Eduardo García is a Mexican boxing trainer and former amateur boxing champion. Originally from Urequio, Michoacán, he trained generations of boxers at the La Colonia Youth Boxing Club in Oxnard, California. Garcia learned to box from a priest in Mexico and fought in amateur shows to raise money for the local church. After immigrating to Southern California, Garcia would hang around local gyms when he could find time and get to know the fighters. He has trained Fernando Vargas as well as his sons, former IBF Super Featherweight Champion Robert and Mikey, the former WBO, and Ring Magazine Featherweight Champion. During his amateur career, Garcia had a record of 48–2.

== Notable boxers trained ==
- Fernando Vargas, former two-time World Champion and the youngest Light Middleweight Champion in the history of boxing.

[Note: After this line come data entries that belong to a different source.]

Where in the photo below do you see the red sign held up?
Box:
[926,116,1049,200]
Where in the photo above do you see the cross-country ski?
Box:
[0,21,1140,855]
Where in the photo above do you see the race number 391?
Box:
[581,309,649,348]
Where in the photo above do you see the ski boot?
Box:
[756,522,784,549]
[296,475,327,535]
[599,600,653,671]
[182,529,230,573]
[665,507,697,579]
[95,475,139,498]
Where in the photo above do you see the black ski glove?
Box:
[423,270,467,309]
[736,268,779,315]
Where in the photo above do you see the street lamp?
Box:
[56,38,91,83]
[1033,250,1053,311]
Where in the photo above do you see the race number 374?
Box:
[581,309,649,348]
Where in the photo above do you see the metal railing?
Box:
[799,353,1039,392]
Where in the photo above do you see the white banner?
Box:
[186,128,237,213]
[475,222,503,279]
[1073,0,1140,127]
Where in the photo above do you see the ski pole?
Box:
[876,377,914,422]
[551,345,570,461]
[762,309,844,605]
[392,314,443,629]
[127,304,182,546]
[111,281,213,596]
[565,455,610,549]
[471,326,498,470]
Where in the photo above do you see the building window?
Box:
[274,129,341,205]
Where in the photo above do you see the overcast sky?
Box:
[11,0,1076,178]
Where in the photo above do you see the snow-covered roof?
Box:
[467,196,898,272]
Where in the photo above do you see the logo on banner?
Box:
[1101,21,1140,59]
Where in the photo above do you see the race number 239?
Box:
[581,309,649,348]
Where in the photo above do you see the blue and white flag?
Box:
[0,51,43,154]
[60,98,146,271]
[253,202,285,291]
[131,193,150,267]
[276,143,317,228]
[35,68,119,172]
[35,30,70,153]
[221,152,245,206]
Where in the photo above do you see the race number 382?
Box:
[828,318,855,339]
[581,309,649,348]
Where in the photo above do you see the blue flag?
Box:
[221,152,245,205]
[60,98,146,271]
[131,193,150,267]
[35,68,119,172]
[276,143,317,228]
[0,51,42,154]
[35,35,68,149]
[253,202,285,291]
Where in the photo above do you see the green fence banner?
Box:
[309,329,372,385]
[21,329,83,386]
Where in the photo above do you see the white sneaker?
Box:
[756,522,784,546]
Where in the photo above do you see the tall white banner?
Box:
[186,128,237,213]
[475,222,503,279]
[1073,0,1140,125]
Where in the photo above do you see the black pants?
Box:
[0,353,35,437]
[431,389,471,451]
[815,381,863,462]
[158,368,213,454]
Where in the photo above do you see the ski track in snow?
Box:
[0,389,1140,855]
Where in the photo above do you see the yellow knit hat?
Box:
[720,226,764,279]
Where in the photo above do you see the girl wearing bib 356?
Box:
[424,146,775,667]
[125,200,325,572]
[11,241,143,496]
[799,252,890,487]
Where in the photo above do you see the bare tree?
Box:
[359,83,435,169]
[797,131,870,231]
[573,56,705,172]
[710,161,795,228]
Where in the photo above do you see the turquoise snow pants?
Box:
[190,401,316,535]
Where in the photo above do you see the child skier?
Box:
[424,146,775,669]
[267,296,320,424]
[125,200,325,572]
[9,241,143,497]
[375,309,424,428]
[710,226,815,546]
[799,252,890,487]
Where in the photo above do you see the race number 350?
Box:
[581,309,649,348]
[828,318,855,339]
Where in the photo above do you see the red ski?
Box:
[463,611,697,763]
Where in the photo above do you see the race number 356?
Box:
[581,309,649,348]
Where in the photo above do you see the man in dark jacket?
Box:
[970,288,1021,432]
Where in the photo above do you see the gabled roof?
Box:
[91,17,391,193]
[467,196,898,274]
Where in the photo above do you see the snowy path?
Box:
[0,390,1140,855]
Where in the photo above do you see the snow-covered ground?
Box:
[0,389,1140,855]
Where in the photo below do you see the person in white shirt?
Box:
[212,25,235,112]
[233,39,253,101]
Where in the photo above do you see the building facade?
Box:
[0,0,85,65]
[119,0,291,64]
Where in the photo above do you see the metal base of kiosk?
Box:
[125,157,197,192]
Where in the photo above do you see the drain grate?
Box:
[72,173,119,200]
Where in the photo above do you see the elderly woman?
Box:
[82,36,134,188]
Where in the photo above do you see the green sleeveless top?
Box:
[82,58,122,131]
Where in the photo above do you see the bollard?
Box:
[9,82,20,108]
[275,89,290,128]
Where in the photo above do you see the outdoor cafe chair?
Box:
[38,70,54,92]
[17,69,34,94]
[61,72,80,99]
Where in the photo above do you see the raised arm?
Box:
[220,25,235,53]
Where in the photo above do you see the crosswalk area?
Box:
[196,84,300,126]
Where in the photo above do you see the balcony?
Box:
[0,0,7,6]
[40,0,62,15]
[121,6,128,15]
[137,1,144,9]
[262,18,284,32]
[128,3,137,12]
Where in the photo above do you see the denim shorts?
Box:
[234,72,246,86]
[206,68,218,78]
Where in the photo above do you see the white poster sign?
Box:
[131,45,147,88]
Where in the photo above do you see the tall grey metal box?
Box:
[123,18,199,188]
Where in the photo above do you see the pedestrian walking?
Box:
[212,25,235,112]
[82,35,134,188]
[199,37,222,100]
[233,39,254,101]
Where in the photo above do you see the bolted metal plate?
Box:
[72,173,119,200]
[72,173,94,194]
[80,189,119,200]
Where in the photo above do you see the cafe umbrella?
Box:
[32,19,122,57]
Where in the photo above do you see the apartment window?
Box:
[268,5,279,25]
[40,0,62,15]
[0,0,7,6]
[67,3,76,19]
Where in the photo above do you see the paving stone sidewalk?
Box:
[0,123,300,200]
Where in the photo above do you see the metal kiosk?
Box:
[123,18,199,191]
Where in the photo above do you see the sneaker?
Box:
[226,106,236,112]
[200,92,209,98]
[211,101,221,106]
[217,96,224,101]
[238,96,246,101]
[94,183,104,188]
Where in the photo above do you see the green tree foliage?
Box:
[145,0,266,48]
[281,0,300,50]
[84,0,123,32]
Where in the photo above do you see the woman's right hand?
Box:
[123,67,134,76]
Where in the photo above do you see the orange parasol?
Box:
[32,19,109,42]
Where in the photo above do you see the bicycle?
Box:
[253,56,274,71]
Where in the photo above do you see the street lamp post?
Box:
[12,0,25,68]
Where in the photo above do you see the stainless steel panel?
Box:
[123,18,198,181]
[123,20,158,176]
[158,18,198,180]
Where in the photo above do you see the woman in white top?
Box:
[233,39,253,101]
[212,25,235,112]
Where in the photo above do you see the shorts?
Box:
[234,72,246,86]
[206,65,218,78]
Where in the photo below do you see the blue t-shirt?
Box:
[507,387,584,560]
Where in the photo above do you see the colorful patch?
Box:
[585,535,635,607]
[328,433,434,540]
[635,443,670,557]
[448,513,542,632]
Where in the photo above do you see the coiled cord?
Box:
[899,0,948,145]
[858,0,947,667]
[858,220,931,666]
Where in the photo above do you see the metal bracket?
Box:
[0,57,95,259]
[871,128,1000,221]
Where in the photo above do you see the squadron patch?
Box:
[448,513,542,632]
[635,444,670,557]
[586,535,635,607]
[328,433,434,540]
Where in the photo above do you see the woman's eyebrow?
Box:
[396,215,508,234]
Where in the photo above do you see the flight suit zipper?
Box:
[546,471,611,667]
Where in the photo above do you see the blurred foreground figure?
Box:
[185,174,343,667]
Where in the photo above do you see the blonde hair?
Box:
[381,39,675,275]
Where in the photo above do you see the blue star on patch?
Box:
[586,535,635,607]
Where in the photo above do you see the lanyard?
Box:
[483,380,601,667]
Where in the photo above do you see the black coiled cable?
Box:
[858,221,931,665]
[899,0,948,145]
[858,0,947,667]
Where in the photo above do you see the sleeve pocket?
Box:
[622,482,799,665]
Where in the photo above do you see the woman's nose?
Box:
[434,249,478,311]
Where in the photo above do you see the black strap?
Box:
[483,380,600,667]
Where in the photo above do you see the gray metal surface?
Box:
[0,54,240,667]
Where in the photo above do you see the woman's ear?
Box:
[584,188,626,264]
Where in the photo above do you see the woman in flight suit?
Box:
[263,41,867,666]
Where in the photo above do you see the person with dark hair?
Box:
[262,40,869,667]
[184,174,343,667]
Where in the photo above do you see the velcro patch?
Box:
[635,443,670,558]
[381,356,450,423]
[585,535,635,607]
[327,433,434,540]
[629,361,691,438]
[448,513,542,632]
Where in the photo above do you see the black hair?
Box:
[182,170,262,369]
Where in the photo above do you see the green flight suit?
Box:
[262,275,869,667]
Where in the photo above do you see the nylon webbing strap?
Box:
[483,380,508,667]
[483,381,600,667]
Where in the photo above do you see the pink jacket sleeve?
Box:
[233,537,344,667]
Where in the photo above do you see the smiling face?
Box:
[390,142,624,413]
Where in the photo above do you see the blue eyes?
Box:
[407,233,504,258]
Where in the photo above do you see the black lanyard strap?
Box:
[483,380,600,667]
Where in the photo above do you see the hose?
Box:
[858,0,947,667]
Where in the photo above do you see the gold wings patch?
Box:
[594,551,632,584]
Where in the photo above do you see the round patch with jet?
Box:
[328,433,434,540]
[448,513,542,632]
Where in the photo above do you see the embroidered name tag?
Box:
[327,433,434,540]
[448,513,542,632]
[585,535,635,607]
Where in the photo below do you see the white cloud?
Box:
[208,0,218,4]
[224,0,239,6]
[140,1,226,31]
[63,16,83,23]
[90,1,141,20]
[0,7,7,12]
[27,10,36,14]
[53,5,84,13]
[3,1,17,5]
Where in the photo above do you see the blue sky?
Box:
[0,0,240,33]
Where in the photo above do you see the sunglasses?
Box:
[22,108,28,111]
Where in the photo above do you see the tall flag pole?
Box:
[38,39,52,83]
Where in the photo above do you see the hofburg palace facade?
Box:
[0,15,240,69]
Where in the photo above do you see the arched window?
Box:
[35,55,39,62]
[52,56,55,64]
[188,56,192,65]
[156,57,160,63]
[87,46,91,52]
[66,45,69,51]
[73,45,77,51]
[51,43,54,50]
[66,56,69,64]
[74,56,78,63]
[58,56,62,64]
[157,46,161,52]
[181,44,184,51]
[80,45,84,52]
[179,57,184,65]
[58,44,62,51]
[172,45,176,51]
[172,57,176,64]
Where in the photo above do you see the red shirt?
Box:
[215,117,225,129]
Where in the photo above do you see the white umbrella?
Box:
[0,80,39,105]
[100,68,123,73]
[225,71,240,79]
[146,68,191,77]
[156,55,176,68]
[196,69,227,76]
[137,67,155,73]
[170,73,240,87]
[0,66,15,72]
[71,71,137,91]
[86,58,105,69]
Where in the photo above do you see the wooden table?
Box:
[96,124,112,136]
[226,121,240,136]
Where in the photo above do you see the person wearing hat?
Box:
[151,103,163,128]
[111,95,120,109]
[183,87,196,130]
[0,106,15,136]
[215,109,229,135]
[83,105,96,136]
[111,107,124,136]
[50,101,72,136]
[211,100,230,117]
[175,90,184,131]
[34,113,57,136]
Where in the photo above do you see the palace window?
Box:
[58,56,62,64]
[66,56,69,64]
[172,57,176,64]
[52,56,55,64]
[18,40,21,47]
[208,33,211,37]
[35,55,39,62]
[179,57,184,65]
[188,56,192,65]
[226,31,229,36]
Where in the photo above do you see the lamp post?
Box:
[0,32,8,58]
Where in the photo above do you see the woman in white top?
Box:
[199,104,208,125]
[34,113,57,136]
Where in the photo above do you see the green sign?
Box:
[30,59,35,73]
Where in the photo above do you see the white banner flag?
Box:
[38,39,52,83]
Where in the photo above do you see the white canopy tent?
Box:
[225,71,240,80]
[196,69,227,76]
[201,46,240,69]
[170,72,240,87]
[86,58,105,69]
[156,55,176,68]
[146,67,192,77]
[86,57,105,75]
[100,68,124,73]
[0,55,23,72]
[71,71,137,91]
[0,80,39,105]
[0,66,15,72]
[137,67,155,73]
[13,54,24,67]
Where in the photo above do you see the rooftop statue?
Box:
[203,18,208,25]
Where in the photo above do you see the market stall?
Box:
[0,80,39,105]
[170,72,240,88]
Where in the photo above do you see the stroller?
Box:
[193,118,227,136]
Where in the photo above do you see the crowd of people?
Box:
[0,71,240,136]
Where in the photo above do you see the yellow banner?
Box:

- Robert Garcia, former NABF and IBF Super Featherweight Champion.
- Mikey Garcia, the current WBO, and Ring Magazine Featherweight Champion.
- Mia St. John, former WIBA, WIBF Lightweight, and current WBC Light Middleweight, Champion.
- Adam Flores, former Mexican Olympian and professional boxer in the Heavyweight division
- Victor Ortiz, former WBC welterweight champion.